最後の来日は90年1月、翌91年には現役からすっぱり足を洗ったマーク・ロコさんが実に26年ぶりに来日を果たしたのは2016年12月の事でした。
この時は一緒にお食事をさせて頂ける貴重な機会を頂けましたが、ロコさんを無茶苦茶怖い人だと思いこんでいた私は内心ドキドキでした。
何しろリング上のヒールぶりに加え、記者をボディスラムで投げたゴングのインタビュー(今思えばあれもアングルだったのか?)や大嘘ばかりの漫画(笑)「プロレススーパースター列伝」で散々洗脳されて来た世代ですから(苦笑)かなりビビリながら会いに行ったのですが、素顔のロコさんはまさに英国紳士そのもの、私の変化球の質問にも丁寧に答えてくださる、本当にいい人で感激しました。

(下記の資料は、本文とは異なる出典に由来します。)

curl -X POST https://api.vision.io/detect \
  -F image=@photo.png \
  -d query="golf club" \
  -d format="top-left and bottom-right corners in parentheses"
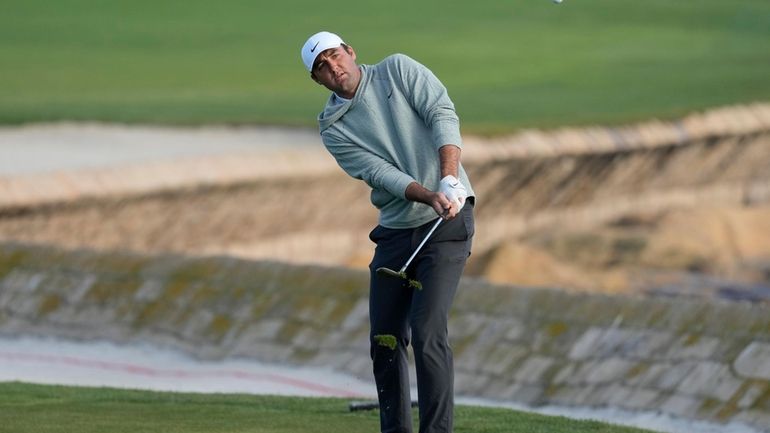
top-left (376, 218), bottom-right (443, 279)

夢のように楽しかったひととき、その時のエピソードは当時のブログに詳しく書きましたので是非ご一読ください。(FILE No.502,503 参照)

結果として最後となってしまった来日でしたが、それからほどなくして風の便りにロコさんがアルツハイマーを発症したと耳にして、あのお元気な姿を見た者として信じられぬ思いでした。
そして届いた突然の訃報、週刊プロレスの報道によれば、やはり噂通りロコさんは二年程前からアルツハイマー型認知症を患っており、移住先のカナリア諸島テネリフェ(2016年当時はこちらに在住)から故郷の英国マンチェスターに戻り闘病生活を送っていたものの劇的回復はほぼ不可能と診断され病気は進行、ウォリントンの介護施設で7月31日朝9時32分(現地時間)、静かに息を引き取ったそうです。
葬儀は8月20日、コロナの情勢を鑑み密葬でしめやかに行われたとの事ですが、私は遠い日本からロコさんの冥福を祈りました…。

今回ブログを書くにあたり、過去の試合映像、4年前のブログや写真をチェックしていて、楽しかった思い出に不覚にも涙が出ました。
マーク・ロコさんはお亡くなりになりましたが、“暗闇の虎”ブラック・タイガーの雄姿は我々の心の中で永遠に不滅です。